Abstracts

Option pricing and smile asymptotics in a multiscaling stochastic volatility model
Jacopo Corbetta (Università degli studi - Milano Bicocca, Italy)
Joint work with Francesco Caravenna

Wednesday June 4, 11:00-11:30 | session P3 | Poster session | room lobby

We consider a stochastic process for the log-price of a financial asset, recently introduced in [Andreoli et al., Adv. in Appl. Probab. 44 (2012), 1018-1051], which can be defined equivalently as a time-changed Brownian motion or as a stochastic volatility model. This process depends on 3 real parameters $(V, \lambda, D)$ with a precise economical meaning: $V$ is proportional to the average spot volatility, $\lambda$ is the intensity of a Poisson process which models shock times in the market, and $D$ describes the non-linear response of the market to shocks (after each shock time, the volatility increases as $t^{2D} >> t$).
Despite the few parameters, this model was shown to capture in a quantitative fashion some relevant stylized facts of financial series, such as the change in the log-return distribution from power-law tails (small time) to Gaussian (large time), the slow decay in the volatility autocorrelation, and the so-called multiscaling of moments.
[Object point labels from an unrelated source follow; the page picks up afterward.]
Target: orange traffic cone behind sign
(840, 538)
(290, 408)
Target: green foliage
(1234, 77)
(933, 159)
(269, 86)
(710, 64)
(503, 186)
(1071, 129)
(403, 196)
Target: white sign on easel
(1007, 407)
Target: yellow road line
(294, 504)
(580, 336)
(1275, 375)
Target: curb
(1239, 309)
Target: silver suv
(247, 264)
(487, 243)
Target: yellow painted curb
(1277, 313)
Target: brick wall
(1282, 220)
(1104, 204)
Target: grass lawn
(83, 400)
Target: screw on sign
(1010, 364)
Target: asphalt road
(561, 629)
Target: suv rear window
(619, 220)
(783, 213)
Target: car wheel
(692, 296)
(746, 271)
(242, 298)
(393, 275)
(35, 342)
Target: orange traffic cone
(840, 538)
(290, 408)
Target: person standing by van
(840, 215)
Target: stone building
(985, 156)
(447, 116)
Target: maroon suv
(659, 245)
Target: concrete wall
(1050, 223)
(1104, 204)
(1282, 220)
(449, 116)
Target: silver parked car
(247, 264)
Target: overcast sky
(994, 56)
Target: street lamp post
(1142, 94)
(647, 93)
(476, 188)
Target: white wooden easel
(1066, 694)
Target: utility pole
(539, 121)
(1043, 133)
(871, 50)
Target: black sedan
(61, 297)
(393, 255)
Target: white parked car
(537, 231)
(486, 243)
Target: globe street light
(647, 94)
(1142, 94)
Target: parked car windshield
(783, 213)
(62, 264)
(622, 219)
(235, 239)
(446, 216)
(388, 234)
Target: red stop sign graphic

Here we continue the analysis of this model, with a focus on option pricing.
Our main theoretical result is a large deviations principle for the log-price in the small-time regime, with explicit (and non-trivial) rate and rate functions, based on a related large deviations principle for suitable functionals of a point process, which is of independent interest. This yields asymptotic formulas for the price of European options and the related implied volatility. In particular, despite the price having continuous paths, as the maturity $t$ vanishes the implied volatility of out-of-the-money options explodes as $C [ |x| / (t \sqrt{log(1/t)}) ]^{a}$, where $x$ is the log-moneyness and $C \in (0,\infty)$, $a \in (0,1)$ are constants that are functions of the model parameters.
We also enrich the model introducing jumps in the log-price, using the same Poisson process that drives the evolution of the volatility. This accounts for the so-called leverage effect and produces a skew in the log-return distribution. A Hull-White formula for the price of European options holds also in this correlated framework, averaging the usual Black-Scholes formula with a random volatility and a random initial price. This yields a fast Monte Carlo evaluation of option prices and allows for a numerical calibration of the model on real data, which shows a good agreement.